I buried the lede in that prior post. The salient point got passed over by yours truly in the rush to define "mystery." It's here, in the definition (working definition, for the quoted passage) of "religion":
What is a religion? Religion presumes access to the responsibility of a free self. It thus implies breaking with this type of secrecy (for it is not of course the only one), that associated with sacred mystery and with what Patocka regularly calls the demonic.So religion is, as Derrida says elsewhere in the same essay, responsibility; or it is nothing at all.
True, we can imagine the classic religious figure as Elmer Gantry, a figure who denies all responsibility yet seeks to profit from what religious fervor can provide. In the same way we can imagine the mad scientist, the seeker after knowledge who takes no responsibility for the consequences of his discoveries. Faust without the comeuppance; or the morality, for that matter. But it's rather unfair to think either figure is typical of religion or science.
To presume religion starts with the question "What makes the rain fall?" and, having no answer, discerns a deity and a doctrine and an organization, is naive beyond measure; not to mention as ignorant as those who deny the conclusions of climate science, and for pretty much the same reasons. If we start with the idea that "Religion presumes access to the responsibility of a free self," we taken in quite a bit more than a caricature of fundamentalist Christianity. And the limitation to Christianity is something else Derrida mentions:
Under what conditions can one speak of a religion, in the proper sense of the term, if such a thing exists?
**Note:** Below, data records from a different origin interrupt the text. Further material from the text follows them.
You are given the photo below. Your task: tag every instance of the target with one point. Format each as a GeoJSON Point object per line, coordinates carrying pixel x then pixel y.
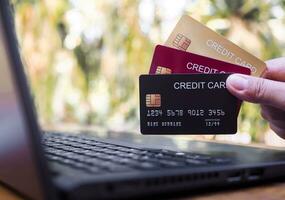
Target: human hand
{"type": "Point", "coordinates": [268, 91]}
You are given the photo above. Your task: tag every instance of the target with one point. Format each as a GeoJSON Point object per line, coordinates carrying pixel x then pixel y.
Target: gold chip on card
{"type": "Point", "coordinates": [153, 100]}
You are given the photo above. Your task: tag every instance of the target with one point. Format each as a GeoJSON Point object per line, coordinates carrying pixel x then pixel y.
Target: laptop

Under what conditions can we speak of a history of religion, and first and foremost of the Christian religion? In noting that Patocka refers only to the example of his own religion I do not seek to denounce an omission or establish the guilt of a failure to develop a comparative analysis. On the contrary, it seems necessary to reinforce the coherence of a way of thinking that takes into account the event of Christian mystery as an absolute singularity, a religion par excellence and an irreducible condition for a joint history of the subject, responsibility, and Europe. That is so even if, here and there, the expression "history of religions" appears in the plural, and even if one can only infer from this plural a reference to Judaic, Islamic, and Christian religions alone, those known as religions of the Book.Because certainly, those are the only three religions in human history; right?
These things that pass for knowledge I don't understand. But we are much better off considering religion as posing Tolstoy's question: "How should we then live?", than posing the question: "What makes the rain fall?" Which brings me back to my point, only with the other prong of my argument.
Science can answer the latter question; but it can't do anything about it. Funnily enough, neither can religion. Maybe they have that much in common.